La santé mentale ? C’est un sujet encore largement tabou en milieu professionnel. Dans les organismes mutualistes, comme dans d’autres secteurs, les Référents handicap peuvent rencontrer des difficultés à aborder cette question. Appréhension d’évoquer un trouble psychique avec une personne qui n’a pas toujours fait reconnaître son statut de travailleur en situation de handicap. Anticipation des préjugés et des inquiétudes qui peuvent naître chez les managers et les collègues. Attention portée à ses propres émotions pour maintenir la bonne distance et placer le bon curseur dans son intervention.

Pour autant, les progrès sont sensibles. Déclarée Grande Cause nationale en 2025, la santé mentale a fait l’objet d’une campagne de sensibilisation dans l’opinion pour « libérer la parole ». Une formation aux premiers secours en santé mentale (PSSM) se développe en France depuis 2018-19. Organisée sur deux jours, elle diffuse notamment la méthode dite AÉRER, bien connue des Référents handicap : « Approcher la personne en difficulté, Écouter, Réconforter, Encourager et Renseigner. » Nouveauté annoncée : la formation aux premiers secours en santé mentale fera son entrée en 2026 au catalogue de formation de la branche Mutualité.

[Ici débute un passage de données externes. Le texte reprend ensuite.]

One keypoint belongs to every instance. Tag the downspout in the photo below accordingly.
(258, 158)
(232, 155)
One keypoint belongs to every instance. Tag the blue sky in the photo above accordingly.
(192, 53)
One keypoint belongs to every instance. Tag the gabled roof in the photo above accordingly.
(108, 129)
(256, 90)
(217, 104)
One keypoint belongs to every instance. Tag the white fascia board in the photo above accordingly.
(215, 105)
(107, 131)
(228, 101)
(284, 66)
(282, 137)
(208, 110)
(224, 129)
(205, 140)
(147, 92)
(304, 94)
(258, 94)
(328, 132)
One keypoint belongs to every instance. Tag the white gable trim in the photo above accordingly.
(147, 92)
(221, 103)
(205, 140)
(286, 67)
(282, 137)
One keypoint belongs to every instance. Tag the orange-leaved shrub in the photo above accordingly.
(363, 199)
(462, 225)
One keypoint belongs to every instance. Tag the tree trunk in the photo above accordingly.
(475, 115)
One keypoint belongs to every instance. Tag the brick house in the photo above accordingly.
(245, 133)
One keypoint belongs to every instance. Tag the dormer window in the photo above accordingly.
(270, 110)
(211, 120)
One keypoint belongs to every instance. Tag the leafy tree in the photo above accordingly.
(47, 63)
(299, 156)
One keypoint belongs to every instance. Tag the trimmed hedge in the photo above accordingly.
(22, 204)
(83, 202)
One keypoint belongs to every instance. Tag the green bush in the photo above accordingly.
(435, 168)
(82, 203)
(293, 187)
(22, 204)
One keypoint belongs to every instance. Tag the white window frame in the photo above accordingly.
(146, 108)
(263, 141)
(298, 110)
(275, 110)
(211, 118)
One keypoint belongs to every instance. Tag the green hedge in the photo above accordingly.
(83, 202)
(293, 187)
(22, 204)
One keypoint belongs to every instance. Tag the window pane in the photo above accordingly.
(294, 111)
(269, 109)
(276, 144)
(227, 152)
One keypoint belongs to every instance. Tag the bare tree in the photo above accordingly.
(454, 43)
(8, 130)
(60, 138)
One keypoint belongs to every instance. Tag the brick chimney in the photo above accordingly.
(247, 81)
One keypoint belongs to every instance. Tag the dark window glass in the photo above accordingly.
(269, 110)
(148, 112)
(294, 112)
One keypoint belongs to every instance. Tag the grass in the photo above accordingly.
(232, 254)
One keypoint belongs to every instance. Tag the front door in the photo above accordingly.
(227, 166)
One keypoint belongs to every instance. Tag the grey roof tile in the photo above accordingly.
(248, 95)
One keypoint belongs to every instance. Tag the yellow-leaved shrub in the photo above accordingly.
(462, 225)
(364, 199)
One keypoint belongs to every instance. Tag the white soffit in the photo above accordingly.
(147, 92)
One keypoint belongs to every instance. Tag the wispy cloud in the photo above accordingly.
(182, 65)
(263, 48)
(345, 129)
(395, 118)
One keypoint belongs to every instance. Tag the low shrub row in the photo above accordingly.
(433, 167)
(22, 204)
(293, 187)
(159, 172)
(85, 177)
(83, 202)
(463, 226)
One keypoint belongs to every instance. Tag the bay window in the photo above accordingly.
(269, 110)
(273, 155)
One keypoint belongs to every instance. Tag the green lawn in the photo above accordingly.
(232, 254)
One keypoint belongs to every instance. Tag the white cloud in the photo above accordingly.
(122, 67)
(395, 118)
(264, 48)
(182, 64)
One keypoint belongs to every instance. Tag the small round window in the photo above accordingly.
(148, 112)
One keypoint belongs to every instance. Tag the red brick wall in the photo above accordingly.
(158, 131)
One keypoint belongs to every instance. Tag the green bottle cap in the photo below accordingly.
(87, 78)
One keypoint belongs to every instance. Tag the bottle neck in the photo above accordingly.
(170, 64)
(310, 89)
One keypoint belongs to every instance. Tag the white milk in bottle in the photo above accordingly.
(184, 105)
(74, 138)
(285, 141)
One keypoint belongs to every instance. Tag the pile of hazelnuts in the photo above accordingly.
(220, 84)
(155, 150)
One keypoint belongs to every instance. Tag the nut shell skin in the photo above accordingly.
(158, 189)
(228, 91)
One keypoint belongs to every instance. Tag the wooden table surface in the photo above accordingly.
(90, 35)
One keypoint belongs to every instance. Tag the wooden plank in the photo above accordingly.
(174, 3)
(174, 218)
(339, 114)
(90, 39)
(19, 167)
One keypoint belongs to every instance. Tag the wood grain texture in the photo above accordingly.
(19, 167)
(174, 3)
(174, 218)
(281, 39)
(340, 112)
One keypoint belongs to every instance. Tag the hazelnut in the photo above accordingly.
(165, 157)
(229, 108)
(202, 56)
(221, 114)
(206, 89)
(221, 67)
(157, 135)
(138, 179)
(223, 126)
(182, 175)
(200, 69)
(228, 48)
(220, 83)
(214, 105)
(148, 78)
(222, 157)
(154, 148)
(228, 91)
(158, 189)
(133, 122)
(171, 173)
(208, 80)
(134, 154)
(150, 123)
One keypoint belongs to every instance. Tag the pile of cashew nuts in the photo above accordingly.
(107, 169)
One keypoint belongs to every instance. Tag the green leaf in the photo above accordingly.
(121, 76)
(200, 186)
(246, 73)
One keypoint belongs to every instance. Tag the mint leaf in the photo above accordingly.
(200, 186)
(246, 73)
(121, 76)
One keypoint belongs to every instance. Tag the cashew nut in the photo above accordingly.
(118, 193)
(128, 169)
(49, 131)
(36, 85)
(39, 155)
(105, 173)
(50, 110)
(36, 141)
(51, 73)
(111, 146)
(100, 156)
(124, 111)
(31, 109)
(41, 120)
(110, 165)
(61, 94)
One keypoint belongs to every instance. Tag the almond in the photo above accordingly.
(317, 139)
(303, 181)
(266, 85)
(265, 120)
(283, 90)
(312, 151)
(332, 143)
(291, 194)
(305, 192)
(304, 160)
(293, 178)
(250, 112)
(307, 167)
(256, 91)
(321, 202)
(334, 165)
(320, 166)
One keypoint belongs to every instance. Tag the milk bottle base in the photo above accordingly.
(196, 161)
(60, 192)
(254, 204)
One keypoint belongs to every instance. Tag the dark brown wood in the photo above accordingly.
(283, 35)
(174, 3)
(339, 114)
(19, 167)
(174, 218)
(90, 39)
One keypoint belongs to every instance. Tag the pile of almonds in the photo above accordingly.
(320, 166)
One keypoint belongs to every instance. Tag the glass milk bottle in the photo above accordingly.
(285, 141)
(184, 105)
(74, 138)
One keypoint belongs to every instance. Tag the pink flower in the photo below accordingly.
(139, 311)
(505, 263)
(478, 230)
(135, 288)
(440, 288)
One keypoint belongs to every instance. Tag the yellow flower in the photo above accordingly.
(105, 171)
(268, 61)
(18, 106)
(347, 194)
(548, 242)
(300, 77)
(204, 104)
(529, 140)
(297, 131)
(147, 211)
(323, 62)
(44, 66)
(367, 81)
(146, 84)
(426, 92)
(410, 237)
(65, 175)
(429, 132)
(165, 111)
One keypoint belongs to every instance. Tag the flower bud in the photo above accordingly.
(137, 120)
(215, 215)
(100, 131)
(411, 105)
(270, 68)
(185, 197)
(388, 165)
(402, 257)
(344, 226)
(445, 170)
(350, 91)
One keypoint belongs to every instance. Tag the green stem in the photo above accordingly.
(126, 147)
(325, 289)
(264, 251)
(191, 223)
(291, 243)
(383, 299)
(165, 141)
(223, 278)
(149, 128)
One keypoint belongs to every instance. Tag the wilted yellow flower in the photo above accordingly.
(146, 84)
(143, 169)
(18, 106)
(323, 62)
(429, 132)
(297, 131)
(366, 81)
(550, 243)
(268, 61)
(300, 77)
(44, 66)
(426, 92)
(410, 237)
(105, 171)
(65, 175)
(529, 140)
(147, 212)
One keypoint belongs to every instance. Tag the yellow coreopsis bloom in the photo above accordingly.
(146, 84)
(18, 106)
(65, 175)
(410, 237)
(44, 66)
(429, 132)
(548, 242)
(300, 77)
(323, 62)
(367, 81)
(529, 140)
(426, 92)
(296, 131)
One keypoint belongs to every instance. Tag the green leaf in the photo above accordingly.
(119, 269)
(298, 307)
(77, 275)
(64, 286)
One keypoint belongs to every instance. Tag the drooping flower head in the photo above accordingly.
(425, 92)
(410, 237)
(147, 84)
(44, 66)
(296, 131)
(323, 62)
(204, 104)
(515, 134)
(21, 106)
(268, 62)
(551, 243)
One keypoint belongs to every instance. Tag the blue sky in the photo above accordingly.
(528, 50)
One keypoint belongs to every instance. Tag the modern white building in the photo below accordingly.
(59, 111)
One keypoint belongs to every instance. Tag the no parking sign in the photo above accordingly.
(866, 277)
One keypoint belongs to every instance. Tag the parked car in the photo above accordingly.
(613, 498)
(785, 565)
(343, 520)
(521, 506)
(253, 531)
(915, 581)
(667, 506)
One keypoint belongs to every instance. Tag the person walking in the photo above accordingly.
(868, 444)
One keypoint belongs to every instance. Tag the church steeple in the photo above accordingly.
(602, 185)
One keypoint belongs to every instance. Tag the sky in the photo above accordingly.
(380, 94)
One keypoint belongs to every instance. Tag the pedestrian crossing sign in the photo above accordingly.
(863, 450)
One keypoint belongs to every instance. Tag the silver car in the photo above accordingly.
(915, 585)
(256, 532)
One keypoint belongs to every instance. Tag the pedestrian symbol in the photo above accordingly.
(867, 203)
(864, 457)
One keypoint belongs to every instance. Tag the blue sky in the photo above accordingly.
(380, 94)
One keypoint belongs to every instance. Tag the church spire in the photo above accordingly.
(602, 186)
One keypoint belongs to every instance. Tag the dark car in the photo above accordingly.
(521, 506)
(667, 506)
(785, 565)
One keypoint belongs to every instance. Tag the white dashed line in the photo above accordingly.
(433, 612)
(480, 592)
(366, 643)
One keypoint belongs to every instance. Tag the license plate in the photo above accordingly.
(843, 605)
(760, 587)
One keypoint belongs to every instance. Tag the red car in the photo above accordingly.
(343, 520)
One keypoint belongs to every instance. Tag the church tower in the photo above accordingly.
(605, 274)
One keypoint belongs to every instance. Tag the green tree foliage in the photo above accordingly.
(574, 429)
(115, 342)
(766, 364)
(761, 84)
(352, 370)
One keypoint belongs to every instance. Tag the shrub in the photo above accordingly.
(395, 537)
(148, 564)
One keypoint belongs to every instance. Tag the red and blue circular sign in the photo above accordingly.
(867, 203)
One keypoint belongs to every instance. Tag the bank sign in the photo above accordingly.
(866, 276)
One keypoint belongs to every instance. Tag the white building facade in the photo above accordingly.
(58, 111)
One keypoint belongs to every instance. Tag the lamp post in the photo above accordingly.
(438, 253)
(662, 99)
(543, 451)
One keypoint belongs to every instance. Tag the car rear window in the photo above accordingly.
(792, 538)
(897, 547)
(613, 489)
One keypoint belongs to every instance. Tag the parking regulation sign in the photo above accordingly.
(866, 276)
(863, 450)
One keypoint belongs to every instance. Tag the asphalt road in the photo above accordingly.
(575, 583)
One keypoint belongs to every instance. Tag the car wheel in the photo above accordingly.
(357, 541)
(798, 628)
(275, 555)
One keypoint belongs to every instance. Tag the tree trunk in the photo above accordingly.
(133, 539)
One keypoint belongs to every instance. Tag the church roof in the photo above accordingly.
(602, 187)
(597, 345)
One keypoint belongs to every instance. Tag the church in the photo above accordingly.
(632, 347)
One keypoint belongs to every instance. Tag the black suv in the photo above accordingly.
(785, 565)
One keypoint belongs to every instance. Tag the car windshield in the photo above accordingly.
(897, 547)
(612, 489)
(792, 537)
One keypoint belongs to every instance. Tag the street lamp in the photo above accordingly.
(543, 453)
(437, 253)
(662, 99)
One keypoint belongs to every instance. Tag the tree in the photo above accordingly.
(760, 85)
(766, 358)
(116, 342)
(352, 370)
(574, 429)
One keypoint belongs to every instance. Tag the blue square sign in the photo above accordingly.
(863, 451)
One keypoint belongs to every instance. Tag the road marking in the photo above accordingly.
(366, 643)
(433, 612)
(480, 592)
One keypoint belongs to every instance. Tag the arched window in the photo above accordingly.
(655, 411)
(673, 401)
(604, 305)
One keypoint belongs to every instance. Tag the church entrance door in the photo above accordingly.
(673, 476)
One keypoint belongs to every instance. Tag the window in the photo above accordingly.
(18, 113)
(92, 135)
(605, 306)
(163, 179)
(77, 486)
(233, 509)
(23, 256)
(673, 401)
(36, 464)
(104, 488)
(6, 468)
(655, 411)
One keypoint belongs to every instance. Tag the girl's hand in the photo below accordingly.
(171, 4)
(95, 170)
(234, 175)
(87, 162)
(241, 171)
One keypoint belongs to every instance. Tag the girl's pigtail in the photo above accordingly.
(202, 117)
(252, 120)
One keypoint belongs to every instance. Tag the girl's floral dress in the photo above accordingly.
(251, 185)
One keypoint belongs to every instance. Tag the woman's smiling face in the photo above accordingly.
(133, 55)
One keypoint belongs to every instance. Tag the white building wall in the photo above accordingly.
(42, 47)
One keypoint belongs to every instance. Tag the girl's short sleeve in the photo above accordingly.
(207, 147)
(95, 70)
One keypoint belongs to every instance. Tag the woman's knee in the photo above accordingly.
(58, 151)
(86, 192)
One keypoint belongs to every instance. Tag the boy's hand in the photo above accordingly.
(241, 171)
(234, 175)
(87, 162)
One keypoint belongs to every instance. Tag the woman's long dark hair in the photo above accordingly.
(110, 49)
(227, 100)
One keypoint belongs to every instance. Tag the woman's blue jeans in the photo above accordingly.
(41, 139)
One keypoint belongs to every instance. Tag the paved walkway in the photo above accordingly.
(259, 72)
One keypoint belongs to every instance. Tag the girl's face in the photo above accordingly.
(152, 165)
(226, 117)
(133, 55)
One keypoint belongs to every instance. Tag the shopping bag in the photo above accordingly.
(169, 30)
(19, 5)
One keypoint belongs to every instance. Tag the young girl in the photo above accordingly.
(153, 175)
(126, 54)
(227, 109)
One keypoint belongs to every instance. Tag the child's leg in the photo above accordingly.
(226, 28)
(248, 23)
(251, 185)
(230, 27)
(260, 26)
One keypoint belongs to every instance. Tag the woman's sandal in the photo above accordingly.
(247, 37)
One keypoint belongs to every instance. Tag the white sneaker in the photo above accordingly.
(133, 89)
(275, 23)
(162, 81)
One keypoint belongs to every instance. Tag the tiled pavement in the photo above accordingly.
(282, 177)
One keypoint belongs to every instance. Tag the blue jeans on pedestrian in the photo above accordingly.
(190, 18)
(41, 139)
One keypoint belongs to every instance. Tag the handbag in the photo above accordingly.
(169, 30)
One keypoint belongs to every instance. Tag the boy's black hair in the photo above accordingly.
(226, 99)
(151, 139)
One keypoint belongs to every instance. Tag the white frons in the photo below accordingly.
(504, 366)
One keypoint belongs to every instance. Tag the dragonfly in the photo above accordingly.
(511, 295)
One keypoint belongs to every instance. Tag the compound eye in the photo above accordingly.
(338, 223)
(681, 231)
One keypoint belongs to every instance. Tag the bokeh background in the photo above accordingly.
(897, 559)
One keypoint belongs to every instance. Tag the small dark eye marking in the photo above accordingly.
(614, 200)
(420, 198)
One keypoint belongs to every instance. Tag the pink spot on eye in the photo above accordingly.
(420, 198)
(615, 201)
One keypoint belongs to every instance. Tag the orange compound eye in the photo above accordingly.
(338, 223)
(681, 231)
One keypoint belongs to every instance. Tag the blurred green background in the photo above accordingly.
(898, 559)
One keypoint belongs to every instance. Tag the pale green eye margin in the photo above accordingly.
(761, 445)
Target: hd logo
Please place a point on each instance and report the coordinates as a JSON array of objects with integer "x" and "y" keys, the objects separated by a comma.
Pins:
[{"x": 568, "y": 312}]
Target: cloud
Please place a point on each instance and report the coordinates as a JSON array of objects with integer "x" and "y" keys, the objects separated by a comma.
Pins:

 Le « rôle pivot » des Référents handicap dans les organismes mutualistes

Le 18 septembre 2025, l’ANEM a invité le réseau HandiMut à une journée de formation et d’échanges sur le thème : « Santé mentale, handicap psychique, troubles psychologiques et du neurodéveloppement… Quels leviers d’actions pour le Référent handicap dans le cadre d’une démarche inclusive ? » Une vingtaine de Référents handicap de mutuelles, unions et groupes mutualistes était réunie pour une rencontre organisée à distance en raison du mouvement social lancé ce jour-là. « L’objectif de cette journée est d’approfondir nos connaissances sur ces formes de handicap, de partager les expériences, des pratiques et des outils », a expliqué en ouverture Clémentine THUEZ, Responsable de projets RH à l’ANEM.

Pour Noëlla RENOU, Consultante-Coach et Facilitatrice chez Meiz Développement, les Référents handicap ont en effet un « rôle pivot » dans la prise en compte des personnes concernées dans l’entreprise, « avec comme premier levier la médecine du travail », puis la coordination pluridisciplinaire avec l’ensemble des parties prenantes, parmi lesquelles le management. La rencontre du réseau HandiMut autour du thème de la santé mentale a ainsi vocation à déboucher sur la réalisation de fiches pratiques à destination des Référents handicap, qui sont parfois seuls à porter cette mission dans leur structure.

La santé mentale : « Un état de bien-être qui permet à chacun de réaliser son potentiel »…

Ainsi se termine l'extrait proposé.